0
votes

I need a udf function to input array column of dataframe and perform equality check of two string elements in it. My dataframe has a schema like this.

ID date options
1 2021-01-06 ['red', 'green']
2 2021-01-07 ['Blue', 'Blue']
3 2021-01-08 ['Blue', 'Yellow']
4 2021-01-09 nan

I have tried this :

def equality_check(options: list):
  try:
   if options[0] == options[1]:
     return 1
   else:
     return 0
  except:
     return -1

equality_udf = f.udf(equality_check, t.IntegerType())

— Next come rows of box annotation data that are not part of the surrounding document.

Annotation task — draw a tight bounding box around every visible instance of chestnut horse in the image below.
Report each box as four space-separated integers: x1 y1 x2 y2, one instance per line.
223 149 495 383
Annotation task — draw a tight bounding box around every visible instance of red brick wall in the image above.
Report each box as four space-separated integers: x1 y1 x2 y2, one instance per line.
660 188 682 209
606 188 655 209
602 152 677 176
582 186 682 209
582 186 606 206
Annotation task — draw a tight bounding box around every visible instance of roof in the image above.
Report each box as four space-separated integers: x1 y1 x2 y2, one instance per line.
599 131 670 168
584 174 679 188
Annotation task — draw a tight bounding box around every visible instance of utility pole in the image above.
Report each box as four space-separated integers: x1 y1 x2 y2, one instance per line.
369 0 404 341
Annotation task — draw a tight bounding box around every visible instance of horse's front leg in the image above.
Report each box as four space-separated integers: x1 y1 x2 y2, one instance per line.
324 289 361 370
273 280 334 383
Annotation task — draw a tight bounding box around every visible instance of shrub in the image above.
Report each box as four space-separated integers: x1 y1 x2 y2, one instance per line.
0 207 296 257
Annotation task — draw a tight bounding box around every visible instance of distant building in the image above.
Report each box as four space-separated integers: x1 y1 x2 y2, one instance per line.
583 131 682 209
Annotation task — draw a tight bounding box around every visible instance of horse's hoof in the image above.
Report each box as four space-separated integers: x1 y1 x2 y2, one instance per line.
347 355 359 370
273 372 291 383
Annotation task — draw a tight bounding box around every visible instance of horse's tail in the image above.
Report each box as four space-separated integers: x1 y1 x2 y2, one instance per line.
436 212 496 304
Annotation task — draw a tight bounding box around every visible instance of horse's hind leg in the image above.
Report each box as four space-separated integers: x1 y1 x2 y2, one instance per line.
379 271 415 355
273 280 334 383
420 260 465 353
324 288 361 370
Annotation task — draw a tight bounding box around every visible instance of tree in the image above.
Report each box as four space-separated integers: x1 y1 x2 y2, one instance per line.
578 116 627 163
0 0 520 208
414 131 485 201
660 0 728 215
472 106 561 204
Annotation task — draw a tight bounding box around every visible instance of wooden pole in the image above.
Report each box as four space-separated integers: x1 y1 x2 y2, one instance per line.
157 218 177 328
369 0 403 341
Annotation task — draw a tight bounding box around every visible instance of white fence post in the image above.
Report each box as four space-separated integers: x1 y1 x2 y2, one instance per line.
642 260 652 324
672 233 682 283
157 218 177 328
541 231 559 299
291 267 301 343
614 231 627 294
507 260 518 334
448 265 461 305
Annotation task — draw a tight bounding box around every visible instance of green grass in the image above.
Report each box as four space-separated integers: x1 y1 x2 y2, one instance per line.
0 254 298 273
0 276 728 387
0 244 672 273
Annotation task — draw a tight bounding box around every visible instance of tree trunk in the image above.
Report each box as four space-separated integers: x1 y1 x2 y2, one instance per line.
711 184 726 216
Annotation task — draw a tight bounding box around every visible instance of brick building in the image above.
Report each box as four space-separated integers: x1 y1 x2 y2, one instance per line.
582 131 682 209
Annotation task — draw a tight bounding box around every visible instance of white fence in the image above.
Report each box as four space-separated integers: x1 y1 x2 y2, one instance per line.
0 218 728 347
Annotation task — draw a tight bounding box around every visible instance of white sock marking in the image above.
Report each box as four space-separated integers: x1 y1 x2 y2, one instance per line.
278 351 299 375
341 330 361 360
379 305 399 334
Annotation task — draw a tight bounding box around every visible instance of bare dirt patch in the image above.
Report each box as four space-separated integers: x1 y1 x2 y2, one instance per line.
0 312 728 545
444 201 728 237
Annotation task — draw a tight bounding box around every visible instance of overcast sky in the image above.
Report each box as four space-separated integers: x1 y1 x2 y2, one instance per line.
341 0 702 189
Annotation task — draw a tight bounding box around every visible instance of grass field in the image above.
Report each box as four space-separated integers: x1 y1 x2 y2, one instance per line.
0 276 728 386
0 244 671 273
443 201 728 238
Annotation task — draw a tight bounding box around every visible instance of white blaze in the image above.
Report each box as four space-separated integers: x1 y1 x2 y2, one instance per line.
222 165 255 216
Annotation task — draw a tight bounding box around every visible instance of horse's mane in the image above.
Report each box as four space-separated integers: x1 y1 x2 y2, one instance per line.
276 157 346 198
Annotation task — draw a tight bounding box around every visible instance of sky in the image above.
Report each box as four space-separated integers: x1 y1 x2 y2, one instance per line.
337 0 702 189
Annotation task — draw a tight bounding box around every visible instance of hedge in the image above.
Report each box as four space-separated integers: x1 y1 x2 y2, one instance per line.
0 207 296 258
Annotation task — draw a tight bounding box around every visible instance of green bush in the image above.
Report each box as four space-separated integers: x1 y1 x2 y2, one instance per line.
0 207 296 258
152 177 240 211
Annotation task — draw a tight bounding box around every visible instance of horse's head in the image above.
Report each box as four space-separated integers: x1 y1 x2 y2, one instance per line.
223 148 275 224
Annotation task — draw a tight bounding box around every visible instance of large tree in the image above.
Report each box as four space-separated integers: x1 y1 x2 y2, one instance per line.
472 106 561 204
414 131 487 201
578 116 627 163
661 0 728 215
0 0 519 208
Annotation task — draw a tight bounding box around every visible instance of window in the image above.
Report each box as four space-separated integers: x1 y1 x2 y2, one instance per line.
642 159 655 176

But it was throwing out of index error. I am confident that options column is array of strings. the expectation is this:

ID date options equality_check
1 2021-01-06 ['red', 'green'] 0
2 2021-01-07 ['Blue', 'Blue'] 1
3 2021-01-08 ['Blue', 'Yellow'] 0
4 2021-01-09 nan -1
1

1 Answers

1
votes

You can check if the options list is defined or its length is inferior to 2 instead of using try/except. Here's a working example:

from pyspark.sql import functions as F
from pyspark.sql.types import IntegerType

data = [
    (1, "2021-01-06", ['red', 'green']),
    (2, "2021-01-07", ['Blue', 'Blue']),
    (3, "2021-01-08", ['Blue', 'Yellow']),
    (4, "2021-01-09", None),
]
df = spark.createDataFrame(data, ["ID", "date", "options"])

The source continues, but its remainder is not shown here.